Court Opinion

ID: 9557832
Source: CourtListenerOpinion
Date Created: 2023-08-21 16:58:31.206502+00
Date Added: 2024-06-11T09:07:33.685805
License: Public Domain

SULLIVAN, J.,* Concurring and Dissenting.
I agree generally with the majority that the decision of the general counsel of the Agricultural Labor Relations Board not to issue complaints against real parly in interest is not judicially reviewable under Labor Code section 1160.8. Consequently, these proceedings to review the general counsel’s decision should be dismissed.
That should be the end of the matter. It should not be lost sight of that after a denial without opinion by the Court of Appeal for the Fifth Appellate District of the instant petition for a writ of review, this court granted a hearing and ordered issuance of a writ of review. Pursuant to the writ a “Certified Administrative Record” was brought up and filed with us. Presumably the majority, after an examination of the record, are satisfied that the general counsel acted properly in refusing to issue complaints. Having reached this conclusion, the majority, instead of dismissing the proceedings, pursue the matter further and in the final sentence of their opinion attempt to transmogrify a special statutory proceeding in review into an extraordinary writ proceeding in mandamus.
With all due respect to my colleagues, I cannot join them in this disposition of the case or concur in the remaining portions of the opinion upon which they seek to ground this result.
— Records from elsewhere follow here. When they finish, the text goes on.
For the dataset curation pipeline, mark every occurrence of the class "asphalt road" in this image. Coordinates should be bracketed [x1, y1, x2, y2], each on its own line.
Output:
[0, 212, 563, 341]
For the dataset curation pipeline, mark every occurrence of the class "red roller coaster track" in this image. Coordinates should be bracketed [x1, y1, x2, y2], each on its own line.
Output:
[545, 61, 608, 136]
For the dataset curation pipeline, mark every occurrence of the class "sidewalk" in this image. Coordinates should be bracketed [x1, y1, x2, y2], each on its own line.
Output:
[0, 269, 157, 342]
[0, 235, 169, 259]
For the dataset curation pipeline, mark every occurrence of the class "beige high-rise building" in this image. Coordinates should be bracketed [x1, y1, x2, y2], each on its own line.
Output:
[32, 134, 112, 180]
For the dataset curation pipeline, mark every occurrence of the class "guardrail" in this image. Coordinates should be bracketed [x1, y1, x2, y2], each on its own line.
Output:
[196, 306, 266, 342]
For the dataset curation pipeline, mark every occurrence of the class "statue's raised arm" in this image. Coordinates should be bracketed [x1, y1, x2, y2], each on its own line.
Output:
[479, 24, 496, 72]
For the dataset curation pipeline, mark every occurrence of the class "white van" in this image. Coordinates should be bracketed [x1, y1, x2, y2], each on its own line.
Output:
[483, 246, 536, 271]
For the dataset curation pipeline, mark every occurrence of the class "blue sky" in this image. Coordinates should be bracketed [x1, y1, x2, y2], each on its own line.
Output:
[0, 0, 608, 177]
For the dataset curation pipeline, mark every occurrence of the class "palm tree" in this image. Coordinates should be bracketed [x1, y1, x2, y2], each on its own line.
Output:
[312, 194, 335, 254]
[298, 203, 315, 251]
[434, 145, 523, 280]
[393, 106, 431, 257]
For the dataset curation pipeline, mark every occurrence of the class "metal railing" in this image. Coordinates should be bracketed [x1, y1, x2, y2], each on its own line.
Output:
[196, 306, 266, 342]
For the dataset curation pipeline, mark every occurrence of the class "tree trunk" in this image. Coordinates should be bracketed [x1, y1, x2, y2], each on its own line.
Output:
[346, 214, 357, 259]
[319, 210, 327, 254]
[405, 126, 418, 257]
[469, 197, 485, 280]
Although the majority opinion cites a number of federal cases (ante, pp. 556-557) professedly in support of the proposition that a decision of the general counsel is reviewable by a writ of mandate, it offers no analysis or explanation showing how these decisions, which are not in point, provide a basis under California law for the issuance of a writ of mandate by a California appellate tribunal in situations like the present one. One might reasonably expect that if the position of the majority opinion were a sound one, the opinion would have encountered no difficulty in finding ample
*561support in the California statutory scheme (Code Civ. Proc., §§ 1084-1097) and in the wealth of California case law on the subject, to the end of demonstrating that a writ of mandate (which was never sought in the instant petition) would properly he in the present circumstances. Nevertheless, while positing the extension of the writ to the present case the majority opinion remains surprisingly silent concerning California law. Indeed the majority seem content with the single case of Hollman v. Warren (1948) 32 Cal.2d 351 [196 P.2d 562] (ante, p. 559) cited for the proposition that “In California mandamus is available to compel an official to exercise his discretion when his refusal is based on an erroneous view of the power vested in him.” (Ante, p. 559.) Clearly Hollman is not applicable here, since the general counsel did exercise his discretion by refusing to issue the complaints.
I would dismiss the instant proceedings.
The petition of the real party in interest for a rehearing was denied September 20, 1978, Bird, C. J., did not participate therein.

Retired Associate Justice of the Supreme Court sitting under assignment by the Chairperson of the Judicial Council.